Our plan is to use science to figure out how to organize society in such a way so as to reduce these types of threats.
We know that some desires are learned - they are acquired through an interaction between the brain and the environment. By altering the environment we can reduce the prevalence of harmful desires and promote useful desires. In doing so, we can create greater safety for you and those you care about.
Towards this end, evolutionary psychology has some useful things to say about the desires we tend to acquire and how different environmental factors influence those desires. Also, given the fact that we do not all interact with the environment in the same way, perhaps we need different environments for different people. Evolutionary psychology will help us to figure this out.
One of the best things about this method is that we can improve over time. As we learn more we can do better. This is different from religion, which keeps us locked in a primitive and substantially ignorant mindset. The difference between these two options is like the difference between modern medicine (and the information that evolution provides to this field of study) and believing that everything Hippocrates wrote on the subject more than 2000 years ago is literally true. The second option is decidedly NOT our best option.
In this, we have a positive answer to the concerns that are at the root of questions about the relationship between morality and evolution.
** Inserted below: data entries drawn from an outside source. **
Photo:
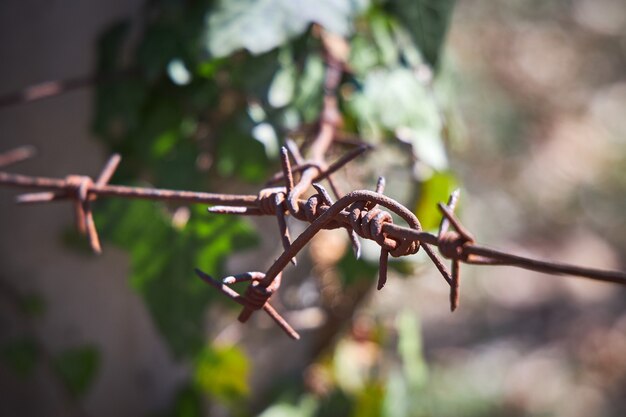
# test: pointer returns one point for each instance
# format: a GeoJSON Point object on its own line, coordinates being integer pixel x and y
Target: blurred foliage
{"type": "Point", "coordinates": [222, 372]}
{"type": "Point", "coordinates": [77, 368]}
{"type": "Point", "coordinates": [437, 188]}
{"type": "Point", "coordinates": [161, 254]}
{"type": "Point", "coordinates": [202, 98]}
{"type": "Point", "coordinates": [20, 355]}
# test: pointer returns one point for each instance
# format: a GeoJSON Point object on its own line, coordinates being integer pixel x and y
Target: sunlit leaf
{"type": "Point", "coordinates": [77, 368]}
{"type": "Point", "coordinates": [394, 100]}
{"type": "Point", "coordinates": [434, 190]}
{"type": "Point", "coordinates": [262, 25]}
{"type": "Point", "coordinates": [305, 408]}
{"type": "Point", "coordinates": [222, 372]}
{"type": "Point", "coordinates": [369, 401]}
{"type": "Point", "coordinates": [410, 349]}
{"type": "Point", "coordinates": [163, 258]}
{"type": "Point", "coordinates": [427, 21]}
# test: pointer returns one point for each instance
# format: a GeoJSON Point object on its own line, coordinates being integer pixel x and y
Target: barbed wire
{"type": "Point", "coordinates": [362, 213]}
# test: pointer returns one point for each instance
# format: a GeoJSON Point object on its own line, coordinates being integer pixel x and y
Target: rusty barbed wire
{"type": "Point", "coordinates": [362, 213]}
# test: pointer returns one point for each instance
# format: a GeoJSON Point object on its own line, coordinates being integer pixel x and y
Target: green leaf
{"type": "Point", "coordinates": [369, 401]}
{"type": "Point", "coordinates": [434, 190]}
{"type": "Point", "coordinates": [410, 349]}
{"type": "Point", "coordinates": [163, 258]}
{"type": "Point", "coordinates": [305, 408]}
{"type": "Point", "coordinates": [353, 271]}
{"type": "Point", "coordinates": [20, 355]}
{"type": "Point", "coordinates": [239, 154]}
{"type": "Point", "coordinates": [77, 368]}
{"type": "Point", "coordinates": [427, 21]}
{"type": "Point", "coordinates": [262, 25]}
{"type": "Point", "coordinates": [222, 372]}
{"type": "Point", "coordinates": [394, 100]}
{"type": "Point", "coordinates": [188, 404]}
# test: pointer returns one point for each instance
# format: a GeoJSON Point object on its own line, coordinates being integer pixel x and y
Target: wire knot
{"type": "Point", "coordinates": [79, 185]}
{"type": "Point", "coordinates": [369, 225]}
{"type": "Point", "coordinates": [256, 295]}
{"type": "Point", "coordinates": [270, 199]}
{"type": "Point", "coordinates": [452, 245]}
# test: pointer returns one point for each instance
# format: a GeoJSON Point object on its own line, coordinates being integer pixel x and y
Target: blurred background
{"type": "Point", "coordinates": [519, 103]}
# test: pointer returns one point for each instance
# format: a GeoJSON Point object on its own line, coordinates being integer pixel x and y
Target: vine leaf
{"type": "Point", "coordinates": [394, 100]}
{"type": "Point", "coordinates": [222, 372]}
{"type": "Point", "coordinates": [427, 21]}
{"type": "Point", "coordinates": [262, 25]}
{"type": "Point", "coordinates": [160, 255]}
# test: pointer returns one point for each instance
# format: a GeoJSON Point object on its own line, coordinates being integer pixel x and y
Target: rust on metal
{"type": "Point", "coordinates": [363, 214]}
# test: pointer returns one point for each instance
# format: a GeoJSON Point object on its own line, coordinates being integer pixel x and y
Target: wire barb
{"type": "Point", "coordinates": [365, 214]}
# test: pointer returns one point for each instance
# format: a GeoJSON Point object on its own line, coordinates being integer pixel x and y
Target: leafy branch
{"type": "Point", "coordinates": [357, 212]}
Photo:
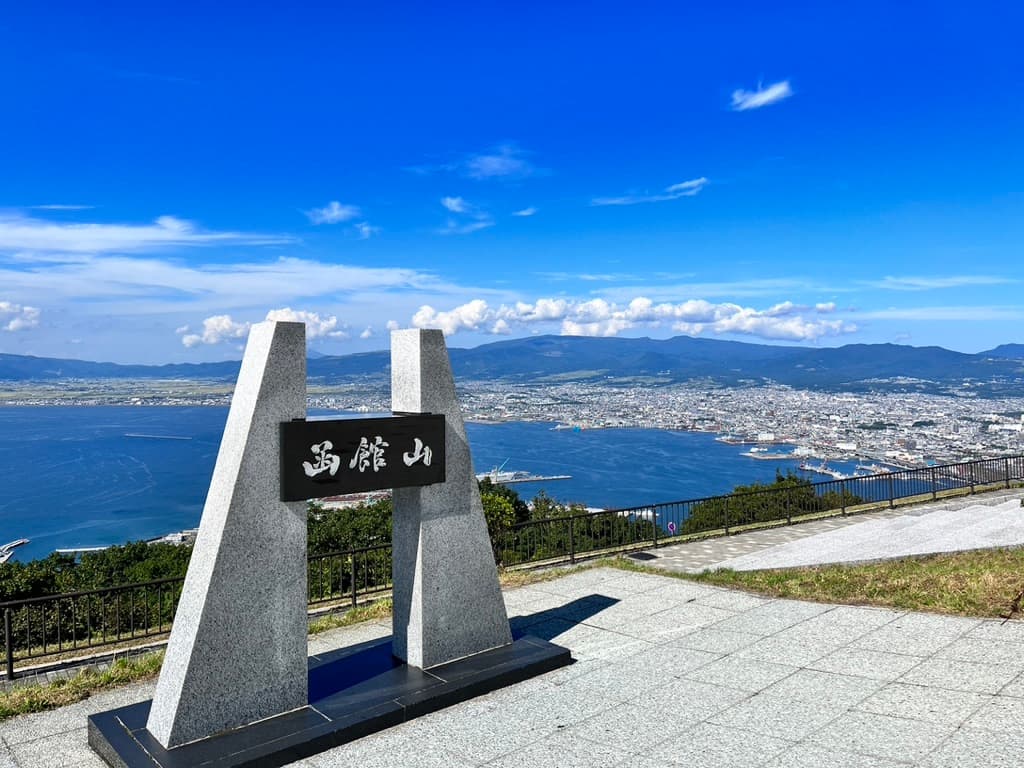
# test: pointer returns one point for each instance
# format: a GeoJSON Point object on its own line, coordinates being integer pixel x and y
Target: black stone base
{"type": "Point", "coordinates": [352, 692]}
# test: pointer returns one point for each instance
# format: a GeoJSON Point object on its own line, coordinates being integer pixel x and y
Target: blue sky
{"type": "Point", "coordinates": [804, 173]}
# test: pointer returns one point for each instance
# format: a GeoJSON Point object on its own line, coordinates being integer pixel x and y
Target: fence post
{"type": "Point", "coordinates": [354, 598]}
{"type": "Point", "coordinates": [8, 644]}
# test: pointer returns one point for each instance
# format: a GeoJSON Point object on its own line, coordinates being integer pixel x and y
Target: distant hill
{"type": "Point", "coordinates": [1009, 351]}
{"type": "Point", "coordinates": [623, 360]}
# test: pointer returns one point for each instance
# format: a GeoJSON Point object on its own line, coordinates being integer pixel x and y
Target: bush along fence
{"type": "Point", "coordinates": [67, 624]}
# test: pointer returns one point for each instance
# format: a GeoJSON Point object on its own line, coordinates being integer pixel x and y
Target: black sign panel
{"type": "Point", "coordinates": [348, 456]}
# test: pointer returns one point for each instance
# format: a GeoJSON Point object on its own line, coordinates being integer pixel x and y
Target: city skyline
{"type": "Point", "coordinates": [794, 174]}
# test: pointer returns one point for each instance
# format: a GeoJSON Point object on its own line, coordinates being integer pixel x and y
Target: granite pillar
{"type": "Point", "coordinates": [238, 649]}
{"type": "Point", "coordinates": [448, 602]}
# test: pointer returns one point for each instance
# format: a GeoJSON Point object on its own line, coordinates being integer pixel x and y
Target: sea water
{"type": "Point", "coordinates": [90, 476]}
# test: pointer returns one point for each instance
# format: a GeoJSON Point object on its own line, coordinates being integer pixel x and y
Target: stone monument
{"type": "Point", "coordinates": [237, 688]}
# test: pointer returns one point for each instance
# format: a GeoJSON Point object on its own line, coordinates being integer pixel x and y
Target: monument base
{"type": "Point", "coordinates": [353, 692]}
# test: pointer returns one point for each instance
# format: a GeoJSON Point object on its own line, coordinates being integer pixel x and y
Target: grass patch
{"type": "Point", "coordinates": [30, 698]}
{"type": "Point", "coordinates": [980, 584]}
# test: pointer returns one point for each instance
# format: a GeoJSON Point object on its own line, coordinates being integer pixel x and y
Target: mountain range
{"type": "Point", "coordinates": [624, 360]}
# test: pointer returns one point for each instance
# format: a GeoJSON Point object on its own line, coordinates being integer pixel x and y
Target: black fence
{"type": "Point", "coordinates": [565, 539]}
{"type": "Point", "coordinates": [60, 624]}
{"type": "Point", "coordinates": [71, 623]}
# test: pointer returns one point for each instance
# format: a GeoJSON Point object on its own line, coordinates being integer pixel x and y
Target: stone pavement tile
{"type": "Point", "coordinates": [387, 750]}
{"type": "Point", "coordinates": [637, 761]}
{"type": "Point", "coordinates": [691, 614]}
{"type": "Point", "coordinates": [795, 653]}
{"type": "Point", "coordinates": [923, 702]}
{"type": "Point", "coordinates": [31, 727]}
{"type": "Point", "coordinates": [632, 727]}
{"type": "Point", "coordinates": [604, 644]}
{"type": "Point", "coordinates": [679, 591]}
{"type": "Point", "coordinates": [876, 665]}
{"type": "Point", "coordinates": [946, 673]}
{"type": "Point", "coordinates": [971, 747]}
{"type": "Point", "coordinates": [751, 675]}
{"type": "Point", "coordinates": [985, 651]}
{"type": "Point", "coordinates": [638, 582]}
{"type": "Point", "coordinates": [824, 687]}
{"type": "Point", "coordinates": [1000, 714]}
{"type": "Point", "coordinates": [1015, 687]}
{"type": "Point", "coordinates": [562, 751]}
{"type": "Point", "coordinates": [687, 700]}
{"type": "Point", "coordinates": [556, 709]}
{"type": "Point", "coordinates": [792, 719]}
{"type": "Point", "coordinates": [69, 750]}
{"type": "Point", "coordinates": [731, 600]}
{"type": "Point", "coordinates": [900, 739]}
{"type": "Point", "coordinates": [637, 675]}
{"type": "Point", "coordinates": [994, 629]}
{"type": "Point", "coordinates": [715, 640]}
{"type": "Point", "coordinates": [811, 756]}
{"type": "Point", "coordinates": [710, 745]}
{"type": "Point", "coordinates": [933, 624]}
{"type": "Point", "coordinates": [893, 639]}
{"type": "Point", "coordinates": [772, 616]}
{"type": "Point", "coordinates": [473, 734]}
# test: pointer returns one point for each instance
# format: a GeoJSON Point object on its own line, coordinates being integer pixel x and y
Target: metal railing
{"type": "Point", "coordinates": [67, 624]}
{"type": "Point", "coordinates": [567, 538]}
{"type": "Point", "coordinates": [54, 625]}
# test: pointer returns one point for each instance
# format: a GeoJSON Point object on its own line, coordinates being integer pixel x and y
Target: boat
{"type": "Point", "coordinates": [502, 476]}
{"type": "Point", "coordinates": [8, 549]}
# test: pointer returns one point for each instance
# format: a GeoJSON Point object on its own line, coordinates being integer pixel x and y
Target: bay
{"type": "Point", "coordinates": [89, 476]}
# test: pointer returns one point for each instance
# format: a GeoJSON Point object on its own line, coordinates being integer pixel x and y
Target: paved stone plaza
{"type": "Point", "coordinates": [671, 673]}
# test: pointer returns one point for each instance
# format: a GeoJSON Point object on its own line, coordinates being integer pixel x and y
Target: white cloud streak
{"type": "Point", "coordinates": [222, 328]}
{"type": "Point", "coordinates": [743, 99]}
{"type": "Point", "coordinates": [675, 192]}
{"type": "Point", "coordinates": [334, 213]}
{"type": "Point", "coordinates": [456, 205]}
{"type": "Point", "coordinates": [933, 283]}
{"type": "Point", "coordinates": [17, 316]}
{"type": "Point", "coordinates": [29, 233]}
{"type": "Point", "coordinates": [599, 317]}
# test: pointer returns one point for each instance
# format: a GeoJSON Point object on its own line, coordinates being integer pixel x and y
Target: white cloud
{"type": "Point", "coordinates": [675, 192]}
{"type": "Point", "coordinates": [333, 213]}
{"type": "Point", "coordinates": [366, 230]}
{"type": "Point", "coordinates": [454, 226]}
{"type": "Point", "coordinates": [743, 99]}
{"type": "Point", "coordinates": [32, 235]}
{"type": "Point", "coordinates": [469, 316]}
{"type": "Point", "coordinates": [506, 161]}
{"type": "Point", "coordinates": [217, 329]}
{"type": "Point", "coordinates": [600, 317]}
{"type": "Point", "coordinates": [932, 283]}
{"type": "Point", "coordinates": [17, 316]}
{"type": "Point", "coordinates": [456, 205]}
{"type": "Point", "coordinates": [147, 285]}
{"type": "Point", "coordinates": [316, 327]}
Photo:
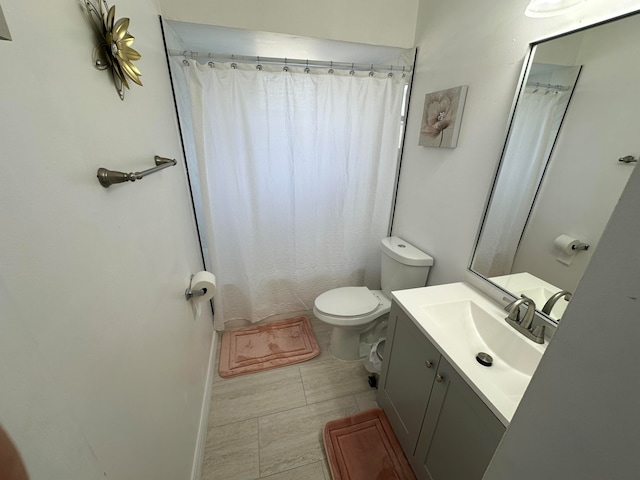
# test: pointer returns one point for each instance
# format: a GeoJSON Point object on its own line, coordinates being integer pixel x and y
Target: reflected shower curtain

We are not going to say that evolution has already made us virtuous and we have no reason to be concerned. We are going to say that evolutionary psychology gives us information useful in organizing society in such a way so as to promote virtue and reduce vice.
2 comments:
I quite completely agree with the above post - I may be linking to often it in debates, I quite enjoyed reading it.
However, I would like to clarify the point I was making, as I was a little unclear. Often when someone professes the belief that God does not exist, people unacquainted with non-religious ethics ask, "But what about morality? Why is anything right or wrong? What about values?". There is the idea that the natural, physical world is entirely disjunct from feelings, desires, and experience.
I think your quote was an atheist attempting to say "Actually, evolution gives us good reason to expect strong pragmatic/ethical impulses/feelings. (I don't think it's a very well written argument however.)
(I suppose I'm responding to your phrase 'a handful of people'.)
The particular argument I had in mind came to me in the form proposed by, arguably, the world's most prominent (and Luke Muehlhauser's favourite) theistic debater. His argument for moral value presupposes that value just cannot exist without God.
You can hear his excellently confused and badly argued case here, starting at 11:11
http://www.youtube.com/watch?v=W-NF-LlVFHM
And, part of that same debate, an excellent rebuttal, starting at 3:12
http://www.youtube.com/watch?v=_Rg7HBmGQx0
In short, Lane Craig just declares that 'objective moral values do exist, and deep down inside we all know it'. Therefore God exists. This is a problem with people's assumptions, and is a battle that needs fighting too.
Oh, and thanks for the response Alonzo!
This has to be by far the weakest entry of yours I've seen so far.
By that token, you should therefore discount science as a valid method, because for centuries, despite the operation of science, we didn't know about genetic evolution, and in fact many scientists advocated racism, slavery, and so on. But this is obviously silly reasoning. Evolutionary ethics are no more disproven by human fallibility than science.